Оценка RPM для RCF в методах из старых статей

Я не уверен, что они использовали в 1958 году (возможно, Sorvall). Однако вы можете просмотреть недавние статьи по выделению белка ECM (если это было вашей целью).

Взгляните на эту статью.

Из материалов и методов:

Выделение белка ECM .

Фибробласты или клетки А431 удаляли с поверхности культурального планшета 2 мМ ЭДТА в PBS в течение 3–5 мин при 37⁰C. Отслоившиеся клетки отбрасывали, а оставшиеся белки ВКМ, прикрепленные к поверхности культуральных планшетов, промывали тем же раствором. Удаление клеток контролировали под микроскопом. После полного удаления клеток белки матрикса покрывали 5% уксусной кислотой и инкубировали при 4⁰C в течение ночи. Затем уксусную кислоту удаляли и заменяли буфером, содержащим 125 мМ Tris-HCl, pH 6,8, 0,1% SDS, 10% глицерина, 1% ДДТ, 0,05 мМ PMSF, смесь ингибиторов протеаз (Roche, Германия), и инкубировали при 37⁰C. на 1 ч. Белки удаляли скребком. Процедуру повторяли трижды. Все белковые экстракты, включая уксусную кислоту, объединяли и белки ЕСМ осаждали пятью объемами ацетона.

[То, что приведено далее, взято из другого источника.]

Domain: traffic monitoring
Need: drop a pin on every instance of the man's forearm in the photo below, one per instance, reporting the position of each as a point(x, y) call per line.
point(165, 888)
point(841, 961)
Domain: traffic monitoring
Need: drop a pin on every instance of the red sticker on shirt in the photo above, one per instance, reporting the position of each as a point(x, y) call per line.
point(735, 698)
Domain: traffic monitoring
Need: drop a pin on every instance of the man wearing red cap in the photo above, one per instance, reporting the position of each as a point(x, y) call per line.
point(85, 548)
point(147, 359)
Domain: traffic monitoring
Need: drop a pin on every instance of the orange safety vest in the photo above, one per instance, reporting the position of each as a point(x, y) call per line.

Кроме того, мы получили растворимую в Тритоне Х-100 фракцию белков ВКМ. Клетки удаляли, как описано выше; чашки заполняли 1% Triton X-100 и инкубировали при 37⁰C в течение 30 мин. Экстракцию повторяли трижды. Следующая процедура экстракции ЕСМ была такой же, как описано выше. Образцы, полученные из обеих фракций, растворяли в буфере для одномерного (Лэммли) или двумерного (регидратационный буфер, содержащий 8 М мочевины, 2% CHAPS, 20 мМ ДДТ, 0,1% Тритон Х-100) электрофореза. Белки, оставшиеся после экстракции Triton X-100, растворяли в буфере для образцов Лэммли.